The above schema depicts the overall architecture of NFStream composed of 3 main components: NFStreamer, a set of parallel Flow Meters, and a socket information collector. In what follows, we briefly describe the main functions of these components.
Table of contents
- Design Overview
The packet observation layer is destined to observe packets from online and offline traffic capture. This layer is implemented in C and bound to Python using C Foreign Function Interface CFFI. This implementation choice allows for performing several packet-related processes efficiently while exposing a unique NFPacket Python object. Moreover, CFFI is highly optimized for the usage of PyPy.
Packet capture is enabled on the network interface card level. After passing various checksum error checks, the packets stored in on-card reception buffers are moved to the hosting device memory. Several libraries are available to capture network traffic. The most popular are libpcap, destined for UNIX-based operating systems, and winpcap for Windows. NFStream implements a modified version of libpcap library that is used for online and offline modes on UNIX-based operating systems.
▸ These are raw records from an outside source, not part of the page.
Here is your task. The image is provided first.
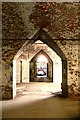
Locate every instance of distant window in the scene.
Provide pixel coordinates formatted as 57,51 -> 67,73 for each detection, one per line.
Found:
36,55 -> 48,77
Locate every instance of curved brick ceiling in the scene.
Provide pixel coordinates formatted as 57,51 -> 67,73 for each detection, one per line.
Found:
2,2 -> 79,61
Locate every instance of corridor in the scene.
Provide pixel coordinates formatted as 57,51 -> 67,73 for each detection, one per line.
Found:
2,82 -> 78,118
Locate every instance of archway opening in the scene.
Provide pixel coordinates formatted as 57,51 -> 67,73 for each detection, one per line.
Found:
30,50 -> 53,82
13,29 -> 67,97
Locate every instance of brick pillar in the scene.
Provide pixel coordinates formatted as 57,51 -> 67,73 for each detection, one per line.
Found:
61,60 -> 68,98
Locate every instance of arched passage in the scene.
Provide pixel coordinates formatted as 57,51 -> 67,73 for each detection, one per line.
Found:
13,29 -> 68,97
29,50 -> 53,82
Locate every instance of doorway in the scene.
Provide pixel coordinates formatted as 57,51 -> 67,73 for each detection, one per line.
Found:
13,29 -> 68,97
29,50 -> 53,82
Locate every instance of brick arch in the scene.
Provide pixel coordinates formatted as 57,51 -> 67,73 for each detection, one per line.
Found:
29,49 -> 53,82
29,28 -> 68,97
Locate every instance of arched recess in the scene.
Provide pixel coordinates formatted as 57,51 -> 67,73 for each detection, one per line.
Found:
29,28 -> 68,97
13,29 -> 68,97
29,50 -> 53,82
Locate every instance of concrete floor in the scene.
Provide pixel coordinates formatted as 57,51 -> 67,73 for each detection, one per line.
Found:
2,83 -> 78,118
On Windows, it uses NPCAP, a maintained (by nmap project) version of WinPcap.
Packet truncation is destined for selecting precise bytes from the captured packet (e.g., snapshot length). It is also used to reduce the amount of data captured, which leads to reduced CPU and bus bandwidth load.
Packet timestamping is mandatory as packets may come from several observation points. NFStream relies on software packet timestamping, which provides milliseconds accuracy.
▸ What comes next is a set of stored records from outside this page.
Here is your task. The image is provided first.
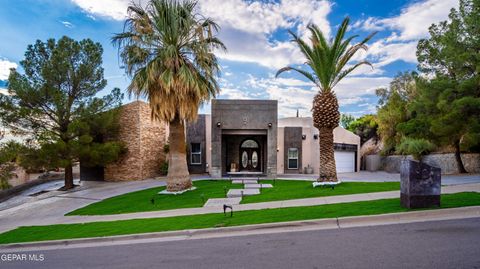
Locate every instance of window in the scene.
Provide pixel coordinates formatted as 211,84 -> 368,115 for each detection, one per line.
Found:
190,143 -> 202,164
288,148 -> 298,169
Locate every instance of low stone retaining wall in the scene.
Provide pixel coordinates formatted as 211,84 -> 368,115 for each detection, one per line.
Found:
376,153 -> 480,175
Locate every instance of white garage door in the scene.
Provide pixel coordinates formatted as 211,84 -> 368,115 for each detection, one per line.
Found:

Packet filtering serves packet filtering based on a set of characteristics. A packet is selected if the specific fields are equal or in the range of the given values. NFStream packet filtering is based on the Berkeley Packet Filter (BPF) syntax. BPF provides a kernel-based interface to the link and network layers. Its features make it highly efficient at processing and filtering packets. A user-mode interpreter for BPF is provided with the libpcap implementation of the pcap API, so programmers can write applications that transparently support a rich set of constructs to build detailed packet filtering expressions for network protocols.
Packet processing consists of a set of parsers that allow NFStream to decode the packet and extract its attributes as part of the NFPacket object, which is the shared object between the packet observation layer and the metering layer of each meter process.
Packet dispatching consists of load-balancing packet processing across parallel metering processes. On Linux, the load balancing feature is pushed down to the kernel using the AF_PACKETv3 FANOUT feature. However, both online mode and offline modes require load balancing in userspace. NFStream achieves such a task by computing a flow-aware hash for each packet. If the calculated hash matches the meter identifier, the packet is consumed. Otherwise, it is used only as a time ticker. This heuristic is also used for non-Linux online capture.
The flow metering layer implements the flow measurement logic of NFStream. Its primary functions include aggregating packets into flows, flow feature computation, and flow expiration management.
NFCache stores the entries in a hash map and maintains a least recently used doubly linked list of entries. Flow metering uses these structures to store information regarding active flows. A flow hash determines whether an NFPacket matches an existing entry or not. In the case of a match, the flow features are updated. Otherwise, a new entry is created and initiated. A flow entry is considered bidirectional if its address port pair and its reverse belong to the same entry.
Expiration management runs on top of three flow termination logics. The first is active expiration, which terminates a flow active during a predefined period. The second is referred to as inactive expiration. It ends a flow that is inactive during a predefined period. The last logic represents a custom expiration solution defined by the user at runtime (i.e., flow packets limit).
NFPlugins are a set of NFPlugin, a user-defined extension of NFStream. An NFPlugin is instantiated using a flexible set of keyword arguments, including specific parameters or external data required for the flow feature computation (i.e., ML trained model, externally loaded C library). The flow metering process calls each NFPlugin defined by the user at three flow existence stages: initiation, update, and expiration. Thus, an NFPlugin defines a method called for each step. on_init method is called for creation with the first packet belonging to it. on_update is triggered each time a new NFPacket is mapped to the flow entry. Finally, on_expire is performed when the entry is considered expired. Consequently, extending NFStream is simple. Adding new flow features or ML model outcomes can be achieved in just a few lines.
Socket collector probes the Operating System logs to construct a view of the active connections table. It is only activated when system visibility mode is set for end-host ground truth generation. The collector detects creation and closing of connections and send these state updates to the streamer.
Performance considerations: Please read current design details before considering enabling this component at scale.
The export layer is implemented as part of the NFStreamer class. NFStreamer is the main class of the NFStream framework. It is responsible for setting the overall workflow, mainly the orchestration of parallel metering processes and the definition of the flow export format. Thus, working with flow-based data is as simple as instantiating a single class. NFStreamer is highly configurable and provides an extensive set of arguments for controlling each computation layer. NFStreamer methods define the export format of the measured flows. While it is possible to iterate over the NFStreamer object, methods include CSV file and pandas dataframe conversions. Selecting pandas format came naturally, as it is the de facto standard input format for ML frameworks. Finally, the conversion process supports features anonymization based on the Blake2 algorithm.